Von Fabian Wölfling 30.07.2016, 22:00
Waldemar Cierpinski auf dem Weg zum ersten Olympiasieg eines deutschen Marathonläufers 1976 in Montreal.
Waldemar Cierpinski auf dem Weg zum ersten Olympiasieg eines deutschen Marathonläufers 1976 in Montreal. Imago

Halle (Saale) - Am Nachmittag des 31. Juli 1976 war Waldemar Cierpinski ganz entspannt: „Ich hatte mich mittags ein Stündchen hingelegt und zählte nach dem Aufwachen nur 36 Herzschläge. Das war vor so einem Ereignis sehr ruhig.“ Erstaunlich ruhig sogar. Schließlich war das anstehende Ereignis nicht irgendein Rennen, sondern der Marathon der Olympischen Sommerspiele in Montreal - und Cierpinski war der einzige Starter der DDR.

Hätte der damals 26-jährige Hallenser zum Zeitpunkt seine Erwachens schon gewusst, was an diesem Tag passieren würde, sein Herz hätte wohl deutlich schneller geschlagen. Denn an diesem 31. Juli 1976, an diesem Samstag vor 40 Jahren, wurde aus dem bis dahin nahezu unbekannten Athleten der erste und bis heute einzige deutsche Olympiasieger im Marathonlauf.

Kurz vor dem Karriereende

Dabei wäre der wahrgewordene olympische Traum fast geplatzt, bevor er überhaupt richtig losging. Eigentlich war Cierpinski auf den Hindernislauf spezialisiert und strebte einen Start über 5 000 und 10 000 Meter in Montreal an. Nur: Er war nicht gut genug. „Im Herbst 1975 wurde ich aus dem Olympiakader gestrichen, meine Leistungen im Hindernislauf reichten nicht für eine Nominierung.“ Ein schwerer Schlag für Cierpinski: „Ich habe damals mit meiner Frau überlegt, ob es überhaupt noch Sinn macht, mit dem Sport weiterzumachen“, erinnert er sich.

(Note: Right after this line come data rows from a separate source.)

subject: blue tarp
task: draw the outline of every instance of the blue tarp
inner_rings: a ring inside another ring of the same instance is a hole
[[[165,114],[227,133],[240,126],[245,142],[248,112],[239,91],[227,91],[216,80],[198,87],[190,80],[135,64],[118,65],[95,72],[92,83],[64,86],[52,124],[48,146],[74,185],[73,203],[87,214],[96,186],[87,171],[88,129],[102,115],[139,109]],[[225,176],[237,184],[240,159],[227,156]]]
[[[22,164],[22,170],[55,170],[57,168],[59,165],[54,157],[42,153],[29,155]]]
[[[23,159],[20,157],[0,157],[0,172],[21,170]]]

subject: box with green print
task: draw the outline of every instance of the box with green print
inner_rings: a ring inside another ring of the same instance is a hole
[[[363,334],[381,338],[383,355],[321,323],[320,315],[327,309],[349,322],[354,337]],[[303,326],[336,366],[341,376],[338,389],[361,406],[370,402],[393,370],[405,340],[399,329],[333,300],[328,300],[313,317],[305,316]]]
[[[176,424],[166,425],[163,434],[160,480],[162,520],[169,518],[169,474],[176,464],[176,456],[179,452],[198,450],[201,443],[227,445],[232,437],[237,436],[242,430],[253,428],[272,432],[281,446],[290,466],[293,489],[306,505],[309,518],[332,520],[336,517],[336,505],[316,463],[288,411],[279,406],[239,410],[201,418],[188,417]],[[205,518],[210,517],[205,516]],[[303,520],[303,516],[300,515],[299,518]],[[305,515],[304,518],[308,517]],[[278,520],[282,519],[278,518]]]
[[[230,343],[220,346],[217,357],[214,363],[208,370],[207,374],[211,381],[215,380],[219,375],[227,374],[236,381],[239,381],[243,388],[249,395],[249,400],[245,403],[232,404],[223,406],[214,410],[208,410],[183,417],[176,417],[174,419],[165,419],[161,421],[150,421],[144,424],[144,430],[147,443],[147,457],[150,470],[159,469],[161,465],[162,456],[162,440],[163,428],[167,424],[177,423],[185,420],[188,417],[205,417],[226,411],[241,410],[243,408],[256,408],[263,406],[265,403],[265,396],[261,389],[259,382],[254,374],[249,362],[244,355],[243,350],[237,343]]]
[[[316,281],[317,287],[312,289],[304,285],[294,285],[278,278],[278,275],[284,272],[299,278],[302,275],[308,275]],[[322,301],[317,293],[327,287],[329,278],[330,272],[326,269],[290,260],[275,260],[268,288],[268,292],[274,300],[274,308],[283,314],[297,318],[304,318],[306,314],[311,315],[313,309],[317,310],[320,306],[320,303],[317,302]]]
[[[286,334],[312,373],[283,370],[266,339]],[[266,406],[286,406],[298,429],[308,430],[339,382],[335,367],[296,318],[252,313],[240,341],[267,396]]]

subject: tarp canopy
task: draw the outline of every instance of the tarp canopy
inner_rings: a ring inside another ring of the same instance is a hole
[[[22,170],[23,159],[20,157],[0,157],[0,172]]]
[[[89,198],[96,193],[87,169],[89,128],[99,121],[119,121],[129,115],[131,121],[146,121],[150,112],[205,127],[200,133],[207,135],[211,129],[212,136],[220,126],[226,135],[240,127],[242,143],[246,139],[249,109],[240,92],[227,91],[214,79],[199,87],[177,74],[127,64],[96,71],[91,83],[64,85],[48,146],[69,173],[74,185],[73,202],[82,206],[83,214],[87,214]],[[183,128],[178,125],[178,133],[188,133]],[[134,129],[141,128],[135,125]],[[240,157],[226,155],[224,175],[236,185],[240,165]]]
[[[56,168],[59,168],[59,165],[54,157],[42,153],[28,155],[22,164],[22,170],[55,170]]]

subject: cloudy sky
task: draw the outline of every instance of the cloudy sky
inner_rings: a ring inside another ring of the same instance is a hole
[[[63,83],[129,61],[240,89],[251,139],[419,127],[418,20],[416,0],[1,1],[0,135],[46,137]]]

Glücklicherweise hatte Cierpinski neben dem Hindernislauf noch einen Plan B: den Marathon. 1974 und 1975 hatte er sich im slowakischen Kosice spaßeshalber auf der Langdistanz erprobt und konnte ohne spezielle Vorbereitung erstaunlich gut mit den weltbesten Läufern mithalten. Aber als der Entschluss zum Disziplinenwechsel im Herbst 75 reifte, war Olympia nicht mehr weit entfernt und Cierpinski nicht auf die Marathonstrecke trainiert. „Also habe ich mit meiner Frau gerechnet. Dreimal täglich trainieren die Weltbesten, dann müssen wir viermal am Tag trainieren.“ Dieser Trainingsfolter setzte sich Cierpinski auf eigene Faust aus - und hatte damit Erfolg.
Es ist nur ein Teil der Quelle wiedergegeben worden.